In my last post I addressed the focus on marginalization, alienation, and relative deprivation in the discourse about radicalization and counter-radicalization, as seen in Daniel Benjamin’s speech last month on CT policy. I pointed out that these are discredited and/or insufficient explanations for why violent radicalization – and indeed movement participation as a whole – occurs. As I noted, we find that individual terrorists do not experience higher levels of relative deprivation, but that they often come from communities or even countries that are relatively deprived. This, however, should not come as a surprise as most places and communities have less than other countries and communities.

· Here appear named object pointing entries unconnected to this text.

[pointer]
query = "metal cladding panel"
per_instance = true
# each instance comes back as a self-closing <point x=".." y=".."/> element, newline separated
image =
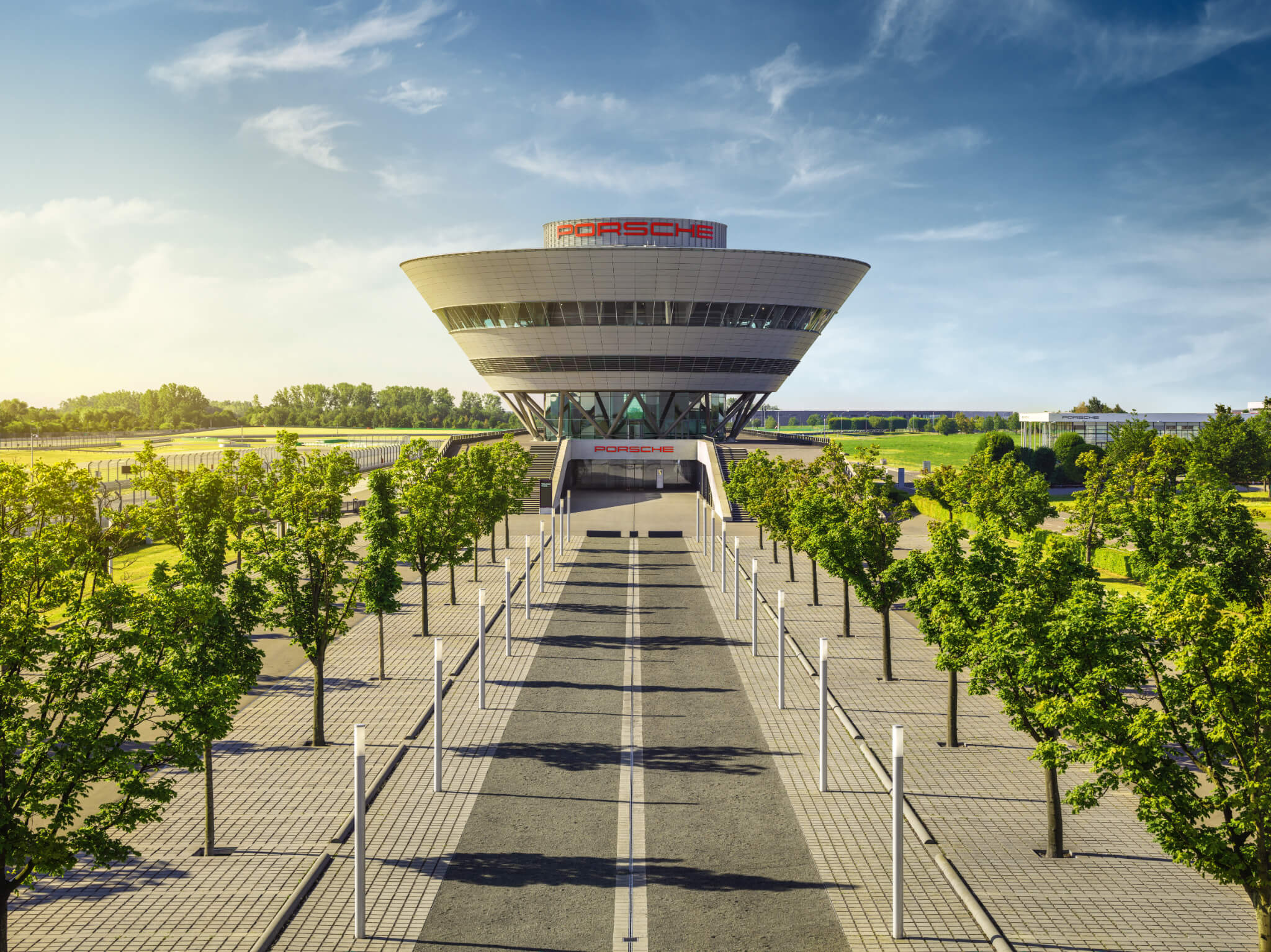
<point x="686" y="341"/>
<point x="634" y="274"/>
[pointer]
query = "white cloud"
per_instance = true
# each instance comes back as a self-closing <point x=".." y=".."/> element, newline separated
<point x="593" y="103"/>
<point x="405" y="182"/>
<point x="778" y="79"/>
<point x="248" y="54"/>
<point x="979" y="231"/>
<point x="413" y="98"/>
<point x="590" y="171"/>
<point x="303" y="133"/>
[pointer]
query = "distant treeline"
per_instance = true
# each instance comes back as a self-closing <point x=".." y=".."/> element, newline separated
<point x="182" y="407"/>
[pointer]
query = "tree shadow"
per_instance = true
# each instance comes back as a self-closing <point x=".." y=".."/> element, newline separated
<point x="84" y="884"/>
<point x="594" y="755"/>
<point x="519" y="869"/>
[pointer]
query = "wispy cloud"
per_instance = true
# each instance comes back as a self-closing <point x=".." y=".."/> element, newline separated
<point x="979" y="231"/>
<point x="248" y="54"/>
<point x="413" y="98"/>
<point x="406" y="183"/>
<point x="781" y="78"/>
<point x="303" y="133"/>
<point x="590" y="171"/>
<point x="606" y="102"/>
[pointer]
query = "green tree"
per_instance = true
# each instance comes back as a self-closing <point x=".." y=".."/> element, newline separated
<point x="875" y="520"/>
<point x="380" y="528"/>
<point x="820" y="511"/>
<point x="310" y="565"/>
<point x="997" y="444"/>
<point x="1195" y="747"/>
<point x="1231" y="446"/>
<point x="1048" y="633"/>
<point x="435" y="526"/>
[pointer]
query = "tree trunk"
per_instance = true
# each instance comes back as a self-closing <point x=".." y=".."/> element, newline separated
<point x="1054" y="815"/>
<point x="847" y="611"/>
<point x="424" y="604"/>
<point x="886" y="644"/>
<point x="320" y="735"/>
<point x="382" y="644"/>
<point x="209" y="804"/>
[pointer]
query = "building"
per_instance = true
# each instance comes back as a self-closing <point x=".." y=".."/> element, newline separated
<point x="633" y="327"/>
<point x="1044" y="429"/>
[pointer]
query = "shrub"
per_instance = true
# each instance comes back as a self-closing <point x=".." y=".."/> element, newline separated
<point x="997" y="442"/>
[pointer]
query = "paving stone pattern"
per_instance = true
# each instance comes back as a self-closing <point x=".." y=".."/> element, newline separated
<point x="984" y="802"/>
<point x="280" y="802"/>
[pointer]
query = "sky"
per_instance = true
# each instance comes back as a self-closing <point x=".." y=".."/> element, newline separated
<point x="1058" y="197"/>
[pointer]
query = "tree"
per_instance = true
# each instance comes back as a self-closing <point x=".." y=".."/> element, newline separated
<point x="1048" y="633"/>
<point x="434" y="529"/>
<point x="820" y="513"/>
<point x="309" y="567"/>
<point x="380" y="578"/>
<point x="1195" y="747"/>
<point x="1231" y="446"/>
<point x="997" y="444"/>
<point x="1005" y="493"/>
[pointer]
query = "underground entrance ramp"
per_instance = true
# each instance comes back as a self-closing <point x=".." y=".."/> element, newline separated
<point x="725" y="863"/>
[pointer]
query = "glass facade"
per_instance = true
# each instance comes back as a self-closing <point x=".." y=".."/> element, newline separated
<point x="642" y="416"/>
<point x="781" y="317"/>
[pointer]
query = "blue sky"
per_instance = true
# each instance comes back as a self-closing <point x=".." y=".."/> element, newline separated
<point x="1056" y="199"/>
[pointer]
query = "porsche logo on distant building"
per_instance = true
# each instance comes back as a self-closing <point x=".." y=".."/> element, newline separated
<point x="634" y="229"/>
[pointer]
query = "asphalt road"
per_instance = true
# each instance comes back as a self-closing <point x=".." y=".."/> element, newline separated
<point x="727" y="867"/>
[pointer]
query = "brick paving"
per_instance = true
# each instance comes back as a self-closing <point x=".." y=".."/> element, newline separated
<point x="984" y="802"/>
<point x="280" y="802"/>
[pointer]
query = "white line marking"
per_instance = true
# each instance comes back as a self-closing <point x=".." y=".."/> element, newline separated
<point x="631" y="899"/>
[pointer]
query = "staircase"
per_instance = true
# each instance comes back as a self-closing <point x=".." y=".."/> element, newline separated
<point x="542" y="468"/>
<point x="729" y="456"/>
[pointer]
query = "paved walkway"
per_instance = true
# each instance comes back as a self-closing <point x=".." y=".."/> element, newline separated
<point x="984" y="802"/>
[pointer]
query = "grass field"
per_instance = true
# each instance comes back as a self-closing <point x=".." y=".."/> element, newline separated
<point x="910" y="451"/>
<point x="202" y="442"/>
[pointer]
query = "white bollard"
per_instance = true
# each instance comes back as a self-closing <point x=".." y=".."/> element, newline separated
<point x="781" y="650"/>
<point x="481" y="649"/>
<point x="438" y="652"/>
<point x="360" y="832"/>
<point x="825" y="707"/>
<point x="724" y="557"/>
<point x="754" y="608"/>
<point x="897" y="832"/>
<point x="736" y="578"/>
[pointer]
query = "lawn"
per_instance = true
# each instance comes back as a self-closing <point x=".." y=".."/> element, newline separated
<point x="910" y="451"/>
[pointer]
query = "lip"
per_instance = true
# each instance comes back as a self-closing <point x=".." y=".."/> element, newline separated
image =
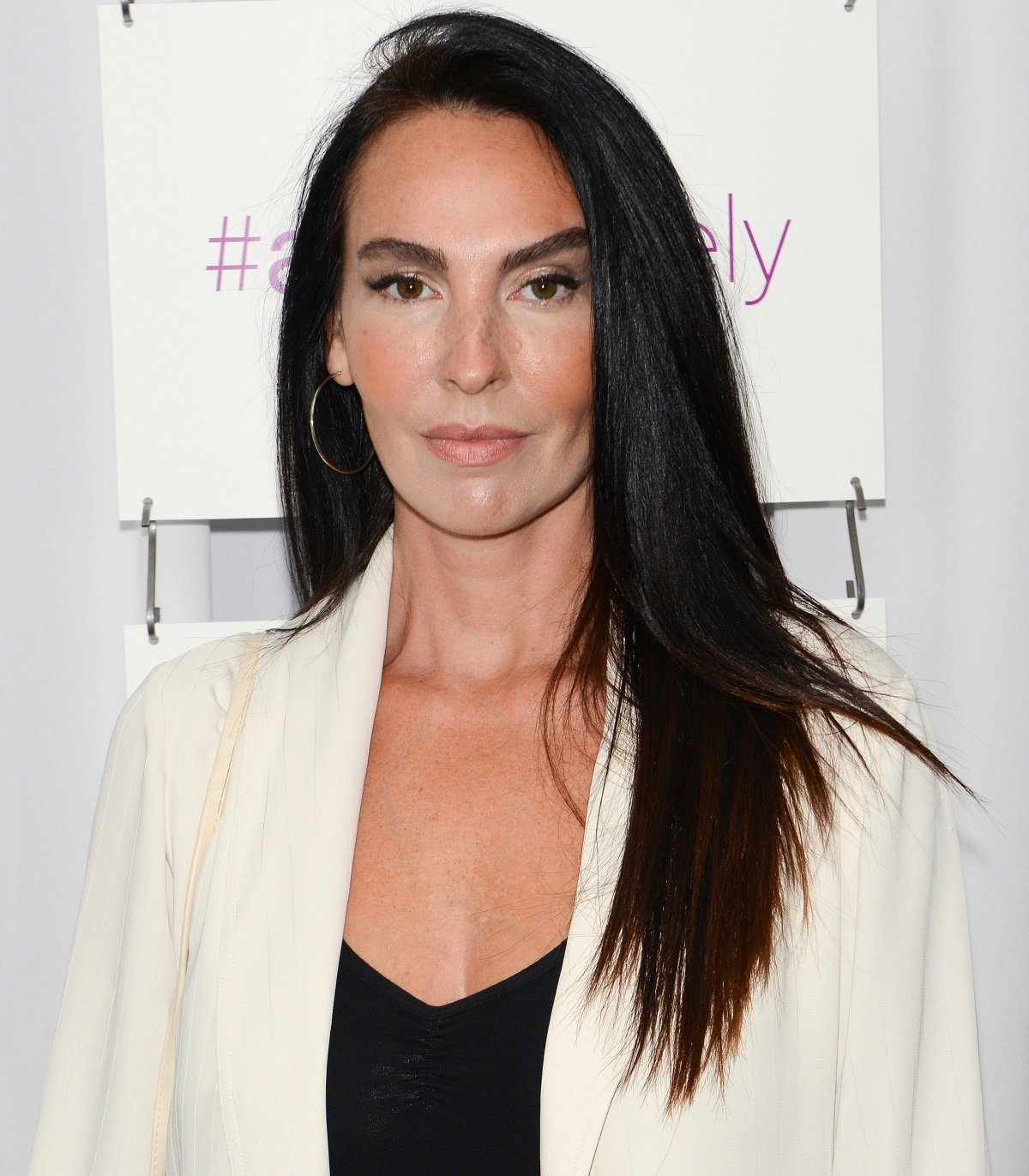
<point x="467" y="433"/>
<point x="478" y="452"/>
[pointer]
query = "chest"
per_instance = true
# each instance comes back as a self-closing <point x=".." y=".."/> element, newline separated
<point x="466" y="856"/>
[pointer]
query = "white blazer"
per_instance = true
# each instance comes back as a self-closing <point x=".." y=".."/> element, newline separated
<point x="861" y="1058"/>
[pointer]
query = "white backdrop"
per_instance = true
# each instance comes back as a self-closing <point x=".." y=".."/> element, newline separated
<point x="211" y="110"/>
<point x="948" y="552"/>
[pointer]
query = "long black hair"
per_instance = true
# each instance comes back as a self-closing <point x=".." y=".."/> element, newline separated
<point x="722" y="663"/>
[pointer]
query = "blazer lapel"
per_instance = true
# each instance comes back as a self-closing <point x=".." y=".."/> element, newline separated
<point x="297" y="789"/>
<point x="585" y="1043"/>
<point x="293" y="812"/>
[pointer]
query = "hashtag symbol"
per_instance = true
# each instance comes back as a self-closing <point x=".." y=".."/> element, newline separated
<point x="243" y="243"/>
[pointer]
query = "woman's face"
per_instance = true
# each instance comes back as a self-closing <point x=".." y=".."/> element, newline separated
<point x="458" y="313"/>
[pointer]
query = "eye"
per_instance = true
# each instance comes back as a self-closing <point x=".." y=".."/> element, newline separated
<point x="546" y="286"/>
<point x="409" y="287"/>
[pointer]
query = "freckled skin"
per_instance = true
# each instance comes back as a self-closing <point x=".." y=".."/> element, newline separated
<point x="475" y="348"/>
<point x="466" y="859"/>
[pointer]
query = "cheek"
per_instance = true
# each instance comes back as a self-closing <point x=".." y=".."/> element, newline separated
<point x="387" y="365"/>
<point x="561" y="375"/>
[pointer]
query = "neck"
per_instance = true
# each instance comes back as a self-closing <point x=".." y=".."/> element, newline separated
<point x="473" y="609"/>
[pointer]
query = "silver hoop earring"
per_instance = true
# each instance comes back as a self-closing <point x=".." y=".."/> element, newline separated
<point x="314" y="439"/>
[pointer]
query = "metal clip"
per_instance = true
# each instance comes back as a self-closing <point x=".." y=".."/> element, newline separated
<point x="153" y="612"/>
<point x="855" y="549"/>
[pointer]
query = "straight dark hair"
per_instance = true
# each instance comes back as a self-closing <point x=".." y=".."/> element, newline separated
<point x="724" y="664"/>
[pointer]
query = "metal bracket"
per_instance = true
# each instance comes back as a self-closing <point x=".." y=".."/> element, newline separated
<point x="153" y="612"/>
<point x="855" y="593"/>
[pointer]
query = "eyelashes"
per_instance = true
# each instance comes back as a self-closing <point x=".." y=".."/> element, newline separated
<point x="560" y="278"/>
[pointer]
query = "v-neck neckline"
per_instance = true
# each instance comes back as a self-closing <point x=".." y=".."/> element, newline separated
<point x="364" y="970"/>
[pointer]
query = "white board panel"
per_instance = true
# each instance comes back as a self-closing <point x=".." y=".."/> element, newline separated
<point x="769" y="112"/>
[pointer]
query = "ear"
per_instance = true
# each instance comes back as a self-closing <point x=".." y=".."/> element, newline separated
<point x="336" y="359"/>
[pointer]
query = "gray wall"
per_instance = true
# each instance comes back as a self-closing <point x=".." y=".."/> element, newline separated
<point x="948" y="550"/>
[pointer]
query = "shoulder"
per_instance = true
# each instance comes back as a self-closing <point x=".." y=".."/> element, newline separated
<point x="873" y="771"/>
<point x="867" y="664"/>
<point x="193" y="687"/>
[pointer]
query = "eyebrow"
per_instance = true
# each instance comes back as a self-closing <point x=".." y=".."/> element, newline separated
<point x="415" y="253"/>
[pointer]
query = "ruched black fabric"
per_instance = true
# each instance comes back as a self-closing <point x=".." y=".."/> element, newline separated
<point x="415" y="1089"/>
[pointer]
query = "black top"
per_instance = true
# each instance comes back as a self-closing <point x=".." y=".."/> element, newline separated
<point x="415" y="1089"/>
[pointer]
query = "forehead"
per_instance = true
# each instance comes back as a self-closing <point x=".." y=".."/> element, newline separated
<point x="447" y="177"/>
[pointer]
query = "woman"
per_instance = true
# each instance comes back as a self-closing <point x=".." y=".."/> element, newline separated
<point x="564" y="834"/>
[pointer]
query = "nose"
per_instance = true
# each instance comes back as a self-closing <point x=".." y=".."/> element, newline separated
<point x="473" y="356"/>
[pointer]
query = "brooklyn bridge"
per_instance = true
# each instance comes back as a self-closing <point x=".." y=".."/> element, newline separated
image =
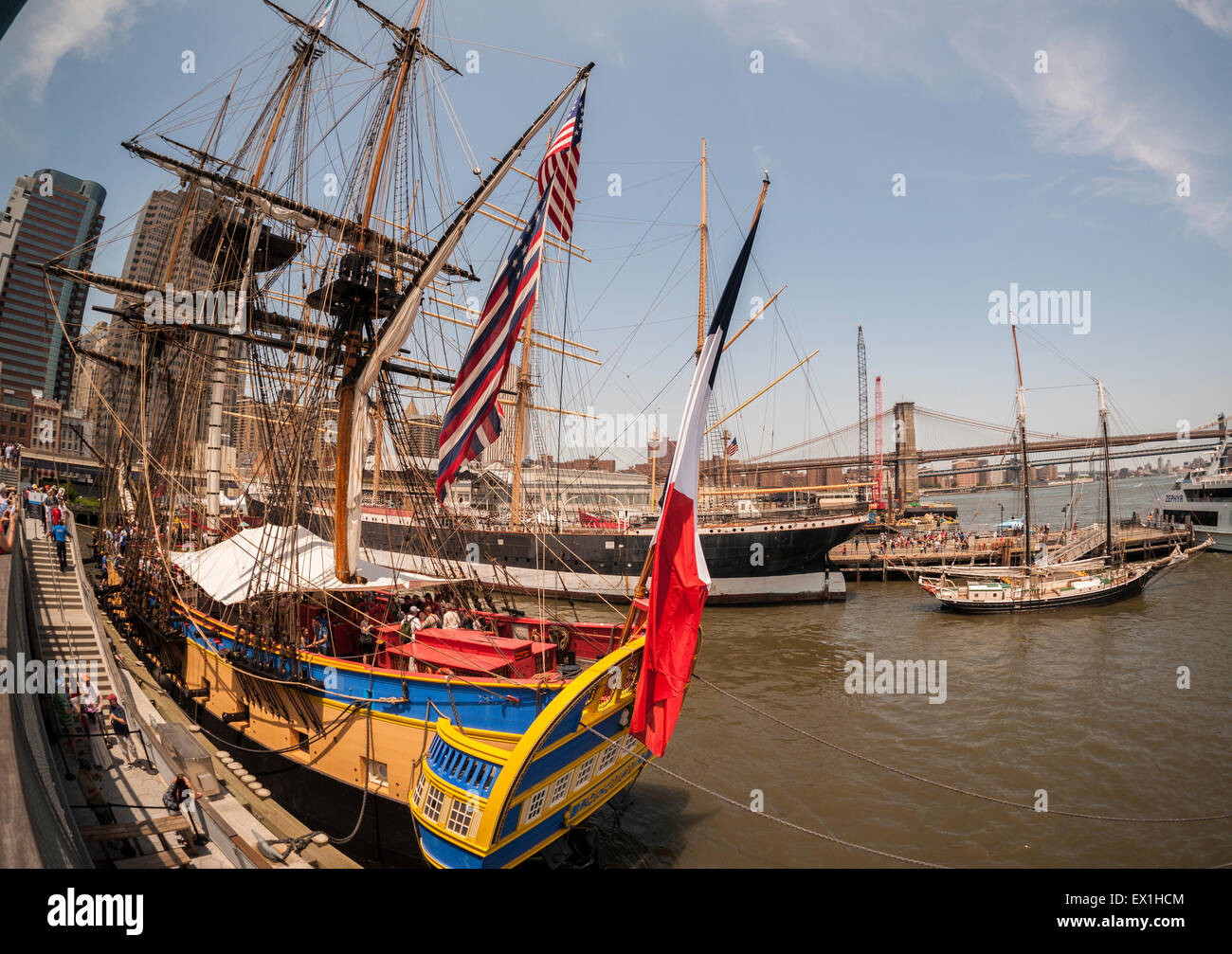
<point x="906" y="423"/>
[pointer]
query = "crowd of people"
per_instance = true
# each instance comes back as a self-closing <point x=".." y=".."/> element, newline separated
<point x="409" y="613"/>
<point x="915" y="543"/>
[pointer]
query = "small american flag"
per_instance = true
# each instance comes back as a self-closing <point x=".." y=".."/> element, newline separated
<point x="473" y="419"/>
<point x="558" y="171"/>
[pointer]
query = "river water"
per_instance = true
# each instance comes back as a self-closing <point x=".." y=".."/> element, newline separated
<point x="1082" y="704"/>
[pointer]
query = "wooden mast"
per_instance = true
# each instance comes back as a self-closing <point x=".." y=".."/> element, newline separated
<point x="641" y="591"/>
<point x="1108" y="477"/>
<point x="222" y="345"/>
<point x="352" y="340"/>
<point x="1026" y="472"/>
<point x="702" y="231"/>
<point x="524" y="386"/>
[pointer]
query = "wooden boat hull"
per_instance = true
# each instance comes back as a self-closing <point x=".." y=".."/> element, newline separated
<point x="1100" y="597"/>
<point x="299" y="740"/>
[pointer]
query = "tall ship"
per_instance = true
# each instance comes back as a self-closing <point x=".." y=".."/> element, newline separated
<point x="393" y="707"/>
<point x="1203" y="498"/>
<point x="536" y="538"/>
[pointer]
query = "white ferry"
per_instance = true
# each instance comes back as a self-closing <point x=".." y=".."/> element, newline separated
<point x="1204" y="497"/>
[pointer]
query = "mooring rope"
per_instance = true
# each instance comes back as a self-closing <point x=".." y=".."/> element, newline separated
<point x="912" y="776"/>
<point x="812" y="833"/>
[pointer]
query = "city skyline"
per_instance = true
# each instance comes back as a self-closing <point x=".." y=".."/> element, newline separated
<point x="908" y="189"/>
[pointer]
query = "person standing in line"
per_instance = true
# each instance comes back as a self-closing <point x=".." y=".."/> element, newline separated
<point x="181" y="794"/>
<point x="123" y="735"/>
<point x="62" y="541"/>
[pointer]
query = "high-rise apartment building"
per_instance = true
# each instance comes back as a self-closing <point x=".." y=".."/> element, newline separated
<point x="48" y="214"/>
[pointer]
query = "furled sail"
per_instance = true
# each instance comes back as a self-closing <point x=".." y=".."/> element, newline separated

Thus, saying that violent extremism emerges from relatively deprived communities is not much more analytically useful than observing that violent extremism emerges from communities where they breathe oxygen. Both are everywhere. Not to mention the fact that violent extremism also emerges from communities that are not relatively deprived (but not communities where they don’t breathe oxygen…so far, at least).
This brings me to another quote from Daniel Benjamin’s speech:
There is no denying that when children have no hope for an education, when young people have no hope for a job and feel disconnected from the modern world, when governments fail to provide for the basic needs of their people, when people despair and are aggrieved, they become more susceptible to extremist ideologies.
Benjamin’s speech reflects the assumption that grievances represent root causes and that it thus is possible to identify grievances, structural strain and dysfunction which have ‘alienated’ individuals from society, driving them to look for different providers of belonging, satisfaction, and meaning which can lead them to violent Islamism. The implication is that, if the right grievances and system imbalances can be identified, we can tackle the ‘roots’ of terrorism by changing policies or implementing programs aimed at resolving them. As a result, individuals will feel less alienated and extremism melts away.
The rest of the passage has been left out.